The dial-up image resolved because there was a decoder. The file format specified, in advance, exactly how every byte relates to every other byte and to the whole. The picture was fixed before the first pixel arrived; the data only revealed what was already determined in the original image. A board has no such decoder. The data arriving over its line is not a single picture transmitted slowly. It is signals from different cameras, in different formats, pointed at different things, with no shared agreement about what the finished image is supposed to be.
Feed pixels into a system without a decoder, and you do not get a sharper picture by default. You get a denser noise field. This is a crucial paradigm inversion. On the old 9600-baud connection, clarity and information moved together, reliably, all the way up. In a boardroom, they move together only briefly, then they separate. Past a low threshold, each additional input does not narrow the range of defensible conclusions; instead, it widens it. The detailed enrollment data supports both cautious and aggressive readings. The climate survey can be interpreted as a mandate for change or as a warning against it. The competitive analysis identifies a threat that can be either existential or trivial depending on which trustee is speaking at the moment. Every new pixel finds someone whose prior belief it confirms.
We see this most often in the months before a hard decision about a head, a campaign, or a building. When a decision feels dangerous, the instinct is to ask for one more study, one more exercise in data collection. This is a way of managing the anxiety of choosing without certainty or protective cover. If the data decides, no person is at risk. So the group commissions yet another analysis. The analysis arrives, and it does what data with no decoder always does: it hands everyone fresh material for the position they already held. The meeting that was supposed to produce a decision produces an even longer agenda or another meeting.

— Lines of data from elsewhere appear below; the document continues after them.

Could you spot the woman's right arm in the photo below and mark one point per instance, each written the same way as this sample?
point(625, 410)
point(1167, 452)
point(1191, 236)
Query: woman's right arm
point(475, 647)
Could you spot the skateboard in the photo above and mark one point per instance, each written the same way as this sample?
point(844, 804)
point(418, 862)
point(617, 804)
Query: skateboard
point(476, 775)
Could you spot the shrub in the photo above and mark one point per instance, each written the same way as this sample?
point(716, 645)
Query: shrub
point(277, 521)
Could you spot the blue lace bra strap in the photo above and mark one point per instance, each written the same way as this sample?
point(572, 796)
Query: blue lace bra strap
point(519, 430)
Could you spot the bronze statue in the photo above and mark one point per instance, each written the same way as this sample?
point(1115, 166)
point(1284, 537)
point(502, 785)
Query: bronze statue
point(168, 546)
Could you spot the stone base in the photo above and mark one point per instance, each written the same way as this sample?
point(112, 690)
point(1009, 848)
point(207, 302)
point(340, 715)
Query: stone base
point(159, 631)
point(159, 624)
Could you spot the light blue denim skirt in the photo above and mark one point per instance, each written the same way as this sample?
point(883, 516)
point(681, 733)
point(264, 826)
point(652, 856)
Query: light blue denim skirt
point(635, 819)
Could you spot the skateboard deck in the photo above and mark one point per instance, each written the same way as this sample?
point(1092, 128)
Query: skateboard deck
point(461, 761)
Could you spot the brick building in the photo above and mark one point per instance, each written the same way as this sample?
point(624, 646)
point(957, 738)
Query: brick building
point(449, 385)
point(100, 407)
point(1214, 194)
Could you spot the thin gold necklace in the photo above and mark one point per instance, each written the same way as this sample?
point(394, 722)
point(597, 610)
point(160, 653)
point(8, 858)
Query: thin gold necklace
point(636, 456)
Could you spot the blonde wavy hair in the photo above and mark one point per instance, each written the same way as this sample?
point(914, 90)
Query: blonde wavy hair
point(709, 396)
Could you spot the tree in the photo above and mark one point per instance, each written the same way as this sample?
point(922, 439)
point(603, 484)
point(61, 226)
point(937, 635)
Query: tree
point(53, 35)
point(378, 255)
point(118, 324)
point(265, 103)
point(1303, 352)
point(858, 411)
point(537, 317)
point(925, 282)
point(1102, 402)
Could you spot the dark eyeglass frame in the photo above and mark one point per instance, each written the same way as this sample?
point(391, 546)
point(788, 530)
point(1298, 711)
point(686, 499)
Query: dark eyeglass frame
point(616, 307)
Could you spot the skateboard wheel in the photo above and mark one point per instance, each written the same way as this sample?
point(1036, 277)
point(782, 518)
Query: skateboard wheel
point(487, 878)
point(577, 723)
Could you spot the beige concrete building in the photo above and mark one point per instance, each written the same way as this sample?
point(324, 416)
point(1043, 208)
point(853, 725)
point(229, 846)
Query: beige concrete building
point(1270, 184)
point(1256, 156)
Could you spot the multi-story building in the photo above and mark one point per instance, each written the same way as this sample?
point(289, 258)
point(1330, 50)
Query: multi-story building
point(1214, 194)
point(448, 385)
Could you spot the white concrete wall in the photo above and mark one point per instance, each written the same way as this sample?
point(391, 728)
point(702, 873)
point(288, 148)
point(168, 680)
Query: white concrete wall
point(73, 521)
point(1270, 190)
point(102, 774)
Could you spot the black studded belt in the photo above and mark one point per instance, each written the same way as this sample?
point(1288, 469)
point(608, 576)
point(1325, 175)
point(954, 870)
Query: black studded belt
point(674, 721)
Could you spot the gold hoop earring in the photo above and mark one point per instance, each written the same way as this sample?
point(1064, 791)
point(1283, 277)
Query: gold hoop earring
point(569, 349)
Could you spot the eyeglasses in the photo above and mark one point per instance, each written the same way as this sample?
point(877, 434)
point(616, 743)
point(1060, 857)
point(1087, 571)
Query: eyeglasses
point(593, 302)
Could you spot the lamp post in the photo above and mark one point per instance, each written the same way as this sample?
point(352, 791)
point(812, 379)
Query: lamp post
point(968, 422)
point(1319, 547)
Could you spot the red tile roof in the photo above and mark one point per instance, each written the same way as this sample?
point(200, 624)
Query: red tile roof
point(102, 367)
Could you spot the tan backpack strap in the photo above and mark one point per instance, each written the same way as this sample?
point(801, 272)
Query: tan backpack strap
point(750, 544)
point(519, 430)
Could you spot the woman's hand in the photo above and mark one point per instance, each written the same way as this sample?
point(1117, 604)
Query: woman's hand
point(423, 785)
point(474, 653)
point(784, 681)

What is truly scarce in these rooms is almost never information. It is interpretation. It is someone willing to say what the pixels add up to, to supply the frame the data cannot provide on its own, even though the data are always incomplete. A decision does not happen at the moment the picture finishes resolving, because the picture never finishes. A decision is the moment someone declares the image clear enough to act on and accepts the risk of that declaration.